Tal día como hoy hace 12 años además de todo lo anterior, un nuevo entretenimiento amenizaba las noches. El berrido de mi primer hijo. ¿Sexo? Volví a montar en bicicleta. Ya dije antes que es una cosa que no se olvida, menos mal.
Tal día como hoy hace 11 años... Berridos estereofónicos. El más peque se había incorporado a la familia. ¡Alé Fignon!
Tal día como hoy hace 10 años mayormente trabajaba y pagaba facturas. ¡Yupi!
Y lo mismo vale para los siguientes seis años.
Tal día como hoy hace 2 años dejé el tabaco. A mi mejor amigo le ha ido peor. Ahora, además de Coelho le gusta Maria de la Pau Jané. Tengo mala conciencia.
Tal día como hoy hace un año... hmmm, ¡ah, sí! Hacía un par de días que había abierto este blog, convencido que no duraría mucho...

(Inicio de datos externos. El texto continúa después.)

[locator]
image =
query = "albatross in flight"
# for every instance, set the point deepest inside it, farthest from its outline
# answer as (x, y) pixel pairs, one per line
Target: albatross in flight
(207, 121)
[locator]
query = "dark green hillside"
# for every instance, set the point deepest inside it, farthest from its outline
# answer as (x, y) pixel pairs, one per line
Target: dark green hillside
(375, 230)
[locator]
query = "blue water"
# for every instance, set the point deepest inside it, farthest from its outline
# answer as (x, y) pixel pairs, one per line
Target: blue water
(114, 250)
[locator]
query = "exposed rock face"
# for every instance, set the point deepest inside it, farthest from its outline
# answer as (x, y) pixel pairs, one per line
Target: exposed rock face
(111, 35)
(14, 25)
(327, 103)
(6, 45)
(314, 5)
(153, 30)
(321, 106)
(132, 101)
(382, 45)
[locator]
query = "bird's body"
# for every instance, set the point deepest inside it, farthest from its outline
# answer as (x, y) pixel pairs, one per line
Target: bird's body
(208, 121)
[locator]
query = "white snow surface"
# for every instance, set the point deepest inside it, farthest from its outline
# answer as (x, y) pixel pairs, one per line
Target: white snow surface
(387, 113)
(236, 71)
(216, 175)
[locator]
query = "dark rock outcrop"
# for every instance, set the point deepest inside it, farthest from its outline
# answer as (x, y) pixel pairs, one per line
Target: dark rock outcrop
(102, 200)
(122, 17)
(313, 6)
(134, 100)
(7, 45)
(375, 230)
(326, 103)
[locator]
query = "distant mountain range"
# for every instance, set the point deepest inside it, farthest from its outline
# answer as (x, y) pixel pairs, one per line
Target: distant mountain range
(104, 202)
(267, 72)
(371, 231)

Hoy, aparte de escribir esta tontería de post, no ha ocurrido nada de especial -ni siquiera se ha colgado La Coctelera-. Para estar a la altura creo que me cortaré las venas con el cepillo de dientes.
Hasta por celebrarlo.


Cynthia dijo
¡FELICIDADES! Tremendas y abrazos y besos y upas y todo... qué hermoso post.
Tal día como el 17 eso sí, hace ya seis años, yo figuraba pariendo a mi primogénito.
Es emocionante saber que hace 40 años, tan cerca y tan lejos, una madre paría a un amigo.